EC2 network latency

Last updated on Jun 3, 2026

EC2 network latency is an AWS chaos fault that adds a configurable amount of latency (with optional jitter) to outbound network traffic on a target EC2 instance for a configurable duration. The latency can be scoped to specific destination hosts or IPs, and applied on a specific network interface. The fault dispatches the shaping rules via AWS Systems Manager Run Command.

Use this fault to test how a workload reacts when network round-trip times grow: do timeouts trigger correctly, do retries amplify load, do connection pools become exhausted, does observability surface the increased latency?

Run your first experiment

If you have not configured the chaos infrastructure yet, go to Quickstart to install the chaos infrastructure and run an experiment end to end.

Use cases

Run this fault when you want to answer concrete questions like:

Cross-AZ latency simulation: When latency to a specific destination rises by 50-100 ms, does the application degrade gracefully or do downstream timeouts cascade?
Database call timeouts: When latency to the database is added, does the client-side timeout fire at the expected point and does the application surface a clean error?
Connection pool exhaustion: Do connection pools (HTTP, database, queue) survive added latency, or do they exhaust and block all callers?
Retry storm protection: Do retries with exponential backoff and jitter prevent storms, or do they pile on?
SLO validation: When latency is added, does the SLO error budget burn at the expected rate?

Prerequisites

Kubernetes version: 1.21 or later for the chaos infrastructure cluster.
Target instance is reachable via SSM: The instance has the SSM Agent running and an instance profile with AmazonSSMManagedInstanceCore.
Selector provided: Either EC2_INSTANCE_ID or EC2_INSTANCE_TAG is set.
Network shaping tools installable: tc / iproute2 must be installable on the target. Set INSTALL_NETEM=true (default) to install them if missing.
AWS credentials available: Either an AWS credentials file uploaded as a File Secret in Harness Secret Manager (see Authentication below) or IRSA on the chaos infrastructure service account.

Supported environments

Platform	Support status
Amazon EC2 (Linux instances with SSM Agent)	Supported
Amazon EKS managed worker nodes	Supported (if SSM Agent is installed)
Amazon EKS self-managed worker nodes	Supported (if SSM Agent is installed)
Targeting by tag	Supported via `EC2_INSTANCE_TAG`
Targeting by ID	Supported via `EC2_INSTANCE_ID`
Windows instances	Not supported (Linux-only network shaping)

Permissions required

{
  "Version": "2012-10-17",
  "Statement": [
    {
      "Effect": "Allow",
      "Action": [
        "ec2:DescribeInstances",
        "ec2:DescribeInstanceStatus"
      ],
      "Resource": "*"
    },
    {
      "Effect": "Allow",
      "Action": [
        "ssm:SendCommand",
        "ssm:CancelCommand",
        "ssm:GetCommandInvocation",
        "ssm:DescribeInstanceInformation",
        "ssm:GetDocument",
        "ssm:DescribeDocument"
      ],
      "Resource": "*"
    }
  ]
}

Go to common policy for all AWS faults to use a single superset IAM policy.

Authentication

The fault supports three credential delivery models. Pick one based on how your chaos infrastructure is deployed.

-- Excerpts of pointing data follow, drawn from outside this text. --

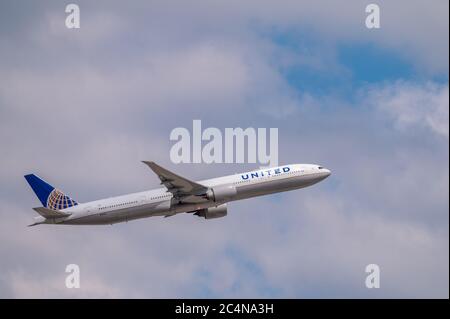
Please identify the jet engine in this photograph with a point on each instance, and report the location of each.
(221, 193)
(213, 212)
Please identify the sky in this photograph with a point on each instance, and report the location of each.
(82, 107)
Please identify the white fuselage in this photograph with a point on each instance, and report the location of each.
(160, 202)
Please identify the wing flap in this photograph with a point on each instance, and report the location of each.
(177, 185)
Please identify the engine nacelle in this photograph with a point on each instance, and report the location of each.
(221, 193)
(213, 212)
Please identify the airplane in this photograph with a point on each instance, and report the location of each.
(206, 198)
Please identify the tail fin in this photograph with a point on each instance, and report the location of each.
(49, 196)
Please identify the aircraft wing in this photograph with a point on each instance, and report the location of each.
(179, 186)
(50, 213)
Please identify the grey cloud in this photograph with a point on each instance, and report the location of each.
(83, 109)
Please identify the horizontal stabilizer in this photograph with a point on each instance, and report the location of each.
(50, 213)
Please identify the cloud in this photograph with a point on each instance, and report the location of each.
(412, 105)
(82, 109)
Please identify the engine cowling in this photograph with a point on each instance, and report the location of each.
(213, 212)
(221, 193)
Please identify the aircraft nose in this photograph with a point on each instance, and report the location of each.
(324, 172)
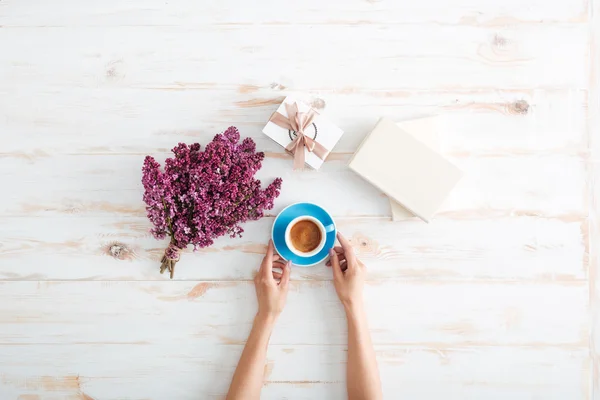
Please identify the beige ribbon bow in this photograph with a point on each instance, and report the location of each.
(298, 122)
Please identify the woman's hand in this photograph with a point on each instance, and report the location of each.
(349, 273)
(272, 285)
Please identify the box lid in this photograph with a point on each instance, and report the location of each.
(405, 169)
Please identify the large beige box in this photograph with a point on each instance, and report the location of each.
(404, 168)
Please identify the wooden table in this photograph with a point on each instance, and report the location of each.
(496, 299)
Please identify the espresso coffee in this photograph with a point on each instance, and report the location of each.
(305, 236)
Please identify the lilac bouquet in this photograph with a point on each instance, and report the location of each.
(202, 195)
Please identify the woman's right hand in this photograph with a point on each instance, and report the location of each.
(349, 273)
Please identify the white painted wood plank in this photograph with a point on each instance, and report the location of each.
(408, 56)
(190, 370)
(114, 248)
(192, 13)
(594, 194)
(548, 185)
(112, 120)
(424, 313)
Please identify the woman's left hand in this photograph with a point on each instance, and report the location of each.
(272, 285)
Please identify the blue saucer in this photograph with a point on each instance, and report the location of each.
(281, 223)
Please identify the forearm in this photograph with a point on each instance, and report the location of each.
(362, 373)
(248, 377)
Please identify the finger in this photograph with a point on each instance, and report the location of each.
(346, 246)
(268, 261)
(335, 264)
(285, 278)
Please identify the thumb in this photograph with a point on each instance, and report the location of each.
(335, 264)
(285, 276)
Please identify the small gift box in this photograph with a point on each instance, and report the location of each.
(303, 132)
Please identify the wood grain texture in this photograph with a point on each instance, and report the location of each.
(497, 298)
(525, 248)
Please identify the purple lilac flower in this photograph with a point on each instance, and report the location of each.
(202, 195)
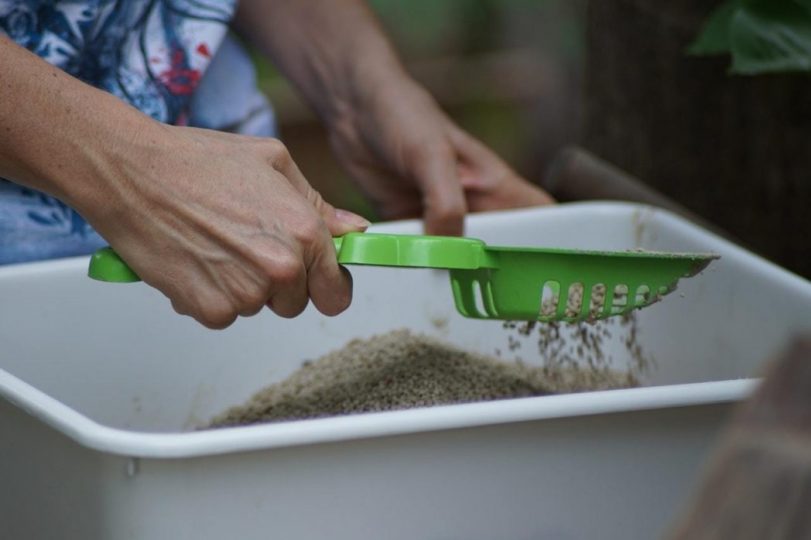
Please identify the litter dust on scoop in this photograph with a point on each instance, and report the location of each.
(401, 370)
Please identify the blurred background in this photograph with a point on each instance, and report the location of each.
(613, 80)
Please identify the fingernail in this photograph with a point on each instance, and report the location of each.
(351, 218)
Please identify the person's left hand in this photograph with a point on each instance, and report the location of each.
(412, 160)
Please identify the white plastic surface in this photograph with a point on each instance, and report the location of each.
(102, 385)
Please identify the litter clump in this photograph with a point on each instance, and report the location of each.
(402, 370)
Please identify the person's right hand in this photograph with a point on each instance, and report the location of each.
(222, 224)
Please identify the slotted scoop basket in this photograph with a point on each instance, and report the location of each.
(507, 283)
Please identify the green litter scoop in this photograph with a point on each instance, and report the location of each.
(508, 283)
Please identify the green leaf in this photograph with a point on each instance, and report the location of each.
(714, 36)
(771, 36)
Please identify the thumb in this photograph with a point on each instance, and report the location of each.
(338, 220)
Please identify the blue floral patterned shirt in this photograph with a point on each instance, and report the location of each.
(150, 53)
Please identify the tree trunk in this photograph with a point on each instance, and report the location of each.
(734, 149)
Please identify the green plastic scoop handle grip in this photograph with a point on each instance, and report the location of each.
(507, 283)
(413, 251)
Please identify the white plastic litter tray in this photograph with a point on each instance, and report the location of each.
(102, 385)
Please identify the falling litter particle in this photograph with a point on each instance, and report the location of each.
(402, 370)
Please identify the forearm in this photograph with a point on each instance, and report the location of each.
(332, 50)
(58, 134)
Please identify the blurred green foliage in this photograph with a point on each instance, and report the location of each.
(762, 36)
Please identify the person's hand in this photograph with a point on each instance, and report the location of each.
(412, 160)
(223, 225)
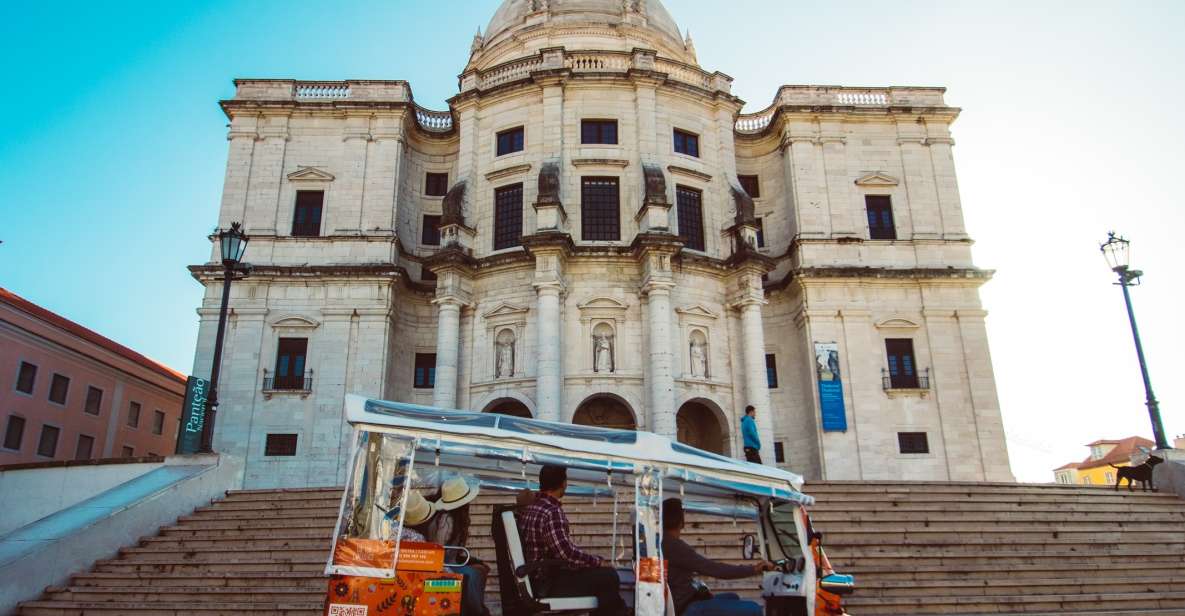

Method	When to use it	How to configure
Harness Secret Manager file secret	Chaos infrastructure runs outside EKS, or you want explicit static credentials	Upload the AWS credentials file as a File Secret in Harness Secret Manager and reference its identifier via `AWS_AUTHENTICATION_SECRET`
IAM Roles for Service Accounts (IRSA)	Chaos infrastructure runs in EKS and uses an OIDC-bound service account	No tunable changes; the chaos pod inherits the role automatically. Go to AWS IAM integration to set it up
Assume role	The fault needs to act in a different account or with elevated permissions	Set `ASSUME_ROLE_ARN` to the role ARN; the chaos pod assumes the role on top of its base credentials

When using the Harness Secret Manager method, the File Secret should contain an AWS credentials file in the standard ~/.aws/credentials format:

[default]
aws_access_key_id = REPLACE_WITH_ACCESS_KEY_ID
aws_secret_access_key = REPLACE_WITH_SECRET_ACCESS_KEY

Upload this file as a File Secret in Harness Secret Manager (Project Setup → Secrets → New File Secret), and pass the secret identifier in AWS_AUTHENTICATION_SECRET.

Fault tunables

Required parameters

Tunable	Description	Default
`REGION`	AWS region that hosts the target instance.	(required)
`EC2_INSTANCE_ID` or `EC2_INSTANCE_TAG`	One of these must be set to select the target instance(s).	`""`

Chaos parameters

Tunable	Description	Default
`NETWORK_LATENCY`	Latency to inject (in milliseconds).	`3000`
`JITTER`	Random variation in latency (in milliseconds).	`2000`
`NETWORK_INTERFACE`	Network interface to apply shaping on.	`eth0`
`DESTINATION_HOSTS`	Comma-separated list of destination hostnames to target. Leave empty to affect all destinations.	`""`
`DESTINATION_IPS`	Comma-separated list of destination IPs/CIDRs to target. Leave empty to affect all destinations.	`""`
`TOTAL_CHAOS_DURATION`	Duration of the fault in seconds.	`30`
`INSTANCE_AFFECTED_PERC`	Percentage of matching instances to target (only with `EC2_INSTANCE_TAG`). `0` targets one instance.	`0`
`INSTALL_DEPENDENCIES`	Install dependencies inside the target instance if missing. Set to `False` to skip.	`True`
`INSTALL_NETEM`	Install the `tc` / netem networking tools if missing.	`true`
`PROXY`	HTTP/HTTPS proxy used by the in-instance installer (for example `https_proxy=http://proxy.server:3128`).	`""`
`SEQUENCE`	Order in which multiple instances are processed: `parallel` or `serial`.	`parallel`
`RAMP_TIME`	Wait period in seconds before and after the fault.	`0`

Authentication

Tunable	Description	Default
`ASSUME_ROLE_ARN`	ARN of an IAM role to assume on top of the base credentials.	`""`
`AWS_AUTHENTICATION_SECRET`	Identifier of the File Secret in Harness Secret Manager that contains the AWS credentials file. Not required when using IRSA.	`""`

Scope the blast radius with destinations

Without DESTINATION_HOSTS or DESTINATION_IPS, the latency applies to all outbound traffic, including the SSM control channel back to AWS. Scope to specific destinations whenever possible.

Fault execution in brief

Sends an SSM Run Command to the selected instance(s) in REGION that adds a network-shaping rule on NETWORK_INTERFACE to delay outbound traffic to DESTINATION_HOSTS/DESTINATION_IPS by NETWORK_LATENCY ± JITTER milliseconds for TOTAL_CHAOS_DURATION seconds, then removes the rule.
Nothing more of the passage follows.